In the last decade, Toronto has made great strides to become a more accessible city for people with disabilities. For example, the city has more than 800 intersections equipped with Accessible Pedestrian Signals, one of the most recognizable accessible technologies created to help people with disabilities live more independently.

Most recently, the Canadian National Institute for the Blind (CNIB), together with the Rick Hansen Foundation, announced their intent to make the area surrounding Toronto's Yonge and St. Clair intersection Canada's "most accessible neighbourhood." Aimed at breaking down barriers for people living with a visual impairment, the pilot project is called "ShopTalk: BlindSquare Enabled."

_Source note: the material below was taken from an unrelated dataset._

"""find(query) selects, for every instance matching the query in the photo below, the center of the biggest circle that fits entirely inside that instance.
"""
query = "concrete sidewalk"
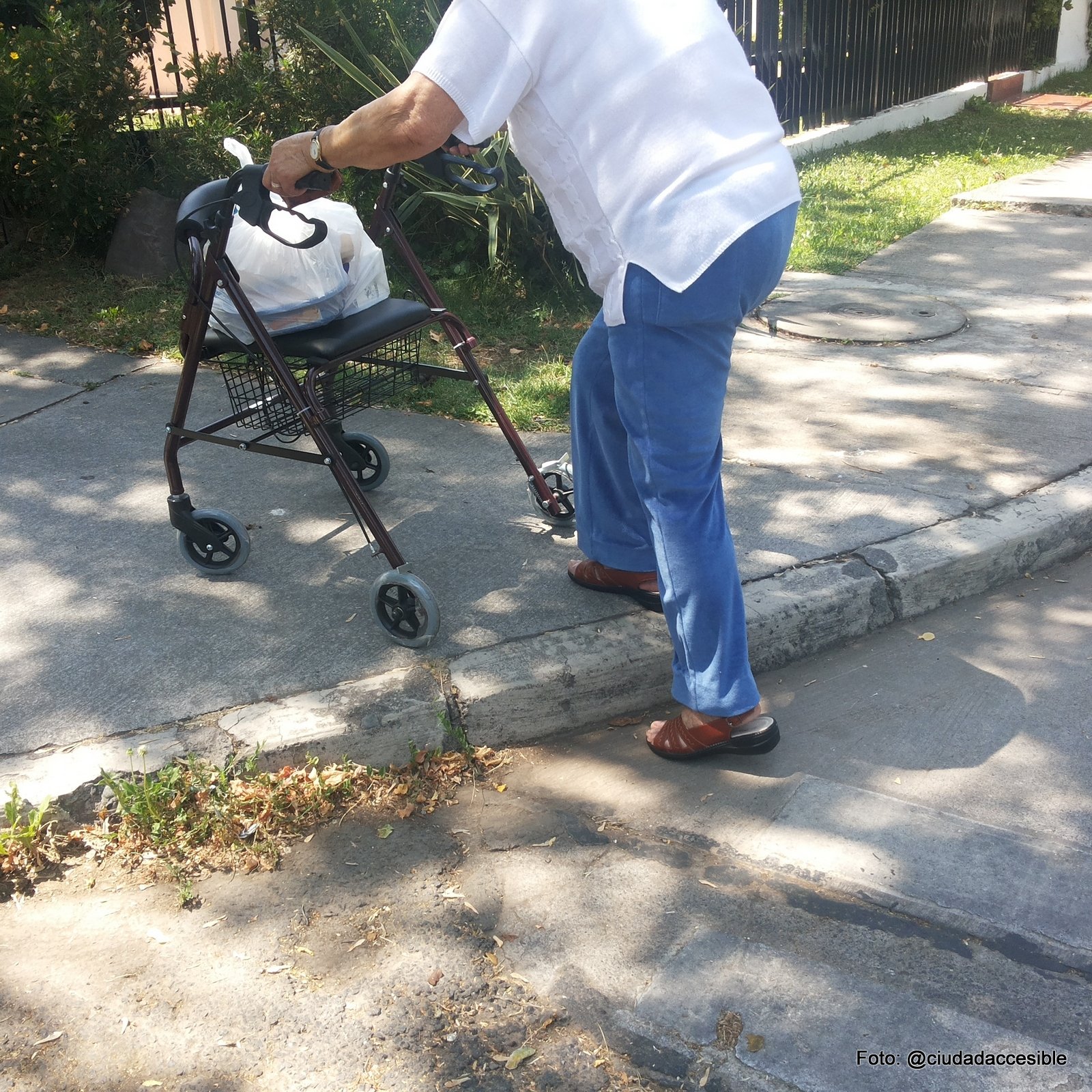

"The ShopTalk program aims to make Yonge and St. Clair the most accessible neighbourhood in Canada, improving access for individuals who are blind or partially sighted," said Kat Clarke Lead, Advocacy (GTA) and Specialist, Government Relations (Ontario) at CNIB. "With the support of local businesses, such as TD Bank Group, people who live and work in the area will be able to experience first-hand the value this type of technology can bring to the neighbourhood."

The project involves an app called BlindSquare, which is used in tandem with small, battery-powered devices, known as 'beacons.' When a participant enters the TD branch located at Yonge and St. Clair, a verbal navigation message from the beacons is relayed to the user’s phone via Bluetooth. The BlindSquare technology will then enable customers who are blind or partially sighted to safely and confidently navigate the layout of the branch on their own.

"As a person with a visual impairment, one of the most stressful situations is navigating a new space," said Kristen Louca, IT Developer, TD. "It usually takes me several trips to become familiar with the layout and often I require sighted assistance. Having immediate access to the layout of the business on my smartphone is game-changing; I will now be able navigate independently in the branch like any other customer."

Committed to improving the accessibility of its branches to meet the needs of everyone, TD has been a strong supporter of the project from the very beginning.

"As the customer experience evolves, ensuring our branches are accessible and inclusive remains a top priority at TD," says Paul Clark, EVP, TD Bank Group and Chair of TD's People with Disabilities Committee. "We are honoured to be a part of the CNIB pilot. This technology will allow us to eliminate specific barriers to the customer experience, and will also enable our customers who are blind or partially sighted at our Yonge and St. Clair location to feel more confident when interacting with us."

In addition to championing CNIB's project, TD has rolled out American Sign Language (ASL) on its in-branch tablets, in a select number of branches across Canada.